Natural gas is the most important fuel gas in the United States and provides more than one-fifth of all the primary energy used in the United States. Natural gas is also used extensively as a basic raw material in the petrochemical and other chemical process industries. The composition of natural gas varies widely from field to field. For example, a raw gas stream may contain as much as 95% methane, with only minor amounts of other hydrocarbons, nitrogen, carbon dioxide, hydrogen sulfide or water vapor. On the other hand, streams with large proportions of one or more of these contaminants are common. For example, gas that is extracted as a result of miscible flood enhanced oil recovery may be very rich in carbon dioxide, as well as being saturated with C3+ hydrocarbons.
Overall, about 10% of gas exceeds the typical gas pipeline specification for carbon dioxide of no more than 2%. About the same percentage of gas is out of specification because of excess nitrogen.
Before such gas can be sent to the supply pipeline, the carbon dioxide content, nitrogen content or both must be reduced. Various techniques for acid gas removal, including absorption into an amine solution, cryogenic separation and membrane separation, have been used in the industry. For nitrogen removal, cryogenic separation has been used, and membrane separation is beginning to be introduced.
Membrane separation is attractive, because membrane systems are simple compared with amine or cryogenic technology. They have few moving parts, can operate under moderate temperature and pressure conditions, do not require a regeneration cycle, can be mounted on mobile skids, and are cost-effective for small production capacities.
Many patents describe the use of membrane separation to remove carbon dioxide from gas streams. U.S. Pat. No. 4,130,403 describes a method for removing hydrogen sulfide or carbon dioxide from natural gas using cellulose acetate membranes. These membranes remain in commercial use today.
U.S. Pat. No. 4,435,191 describes the use of multiple membrane units in series to remove carbon dioxide from a gas mixture. The residue from one unit is passed to the next stage for treatment. Compression steps raising the gas to progressively higher pressures are carried out between each stage.
U.S. Pat. No. 6,128,919 describes attempts to limit the power requirements of multistage membrane systems by operating at low power, and keeping the pressure to which gas streams are compressed below about 100 psig.
U.S. Pat. No. 6,648,944 describes a process for removing C3+ hydrocarbons and carbon dioxide from natural gas, using a first membrane stage to remove the hydrocarbons and second and third stages to remove the carbon dioxide.
U.S. Pat. No. 6,565,626 describes processes for removing nitrogen from natural gas using nitrogen-selective membranes. Two-stage and three-stage process designs are shown.
U.S. Pat. Nos. 6,572,678 and 6,572,679 describe processes for removing nitrogen or carbon dioxide from gas mixtures using combinations of membranes that selectively permeate and selectively reject carbon dioxide and nitrogen compared with methane. Two-stage process designs are shown.
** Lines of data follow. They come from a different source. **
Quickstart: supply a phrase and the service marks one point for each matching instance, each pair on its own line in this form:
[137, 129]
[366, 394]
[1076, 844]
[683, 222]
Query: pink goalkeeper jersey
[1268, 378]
Despite the many advances that these patents represent, it is still difficult under field conditions to meet desired composition and recovery specifications. One problem is that carbon dioxide readily sorbs into and interacts strongly with many polymers, swelling or plasticizing the membrane, and thereby adversely changing the membrane permeation characteristics. Thus, even materials with high ideal selectivity for carbon dioxide over methane can provide a selectivity of only about 9 or 10 under real mixed gas, high-pressure conditions.
Such membranes can reduce the carbon dioxide content of the treated, residue gas stream to a target value of, for example, 2%, but, because the selectivity is modest, unacceptable quantities of methane will permeate with the carbon dioxide, and will be lost in the permeate stream.
Separation of nitrogen from methane by means of membranes also remains of limited utility because of very low selectivities. Whether methane-selective or nitrogen-selective membranes are used, selectivity is typically only about 2 or 3. As with carbon dioxide separation, unacceptable losses of methane into the permeate stream occur.
To overcome the low selectivity problems, multistage systems have been proposed in the literature, as shown in the patents cited above, and are in use to a limited extent. In an example of such a system, the permeate from the first membrane separation stage is passed as feed to a second stage, and the methane-rich residue is recycled to the first stage to reduce methane loss. To maintain adequate driving force for transmembrane permeation in the second stage, and to facilitate residue recycle, the first-stage permeate must be recompressed, usually to the pressure of the raw feed gas.
The need for interstage compression greatly increases the capital cost of the membrane system. The introduction of the compression step also affects the operating costs, as the power requirements and maintenance costs are likely to be higher.
Further, the addition of a second membrane stage may not raise the methane recovery to the point that treatment of the raw gas becomes worthwhile.
For these reasons, much potentially valuable natural gas remains in the ground unexploited, awaiting better treatment technology.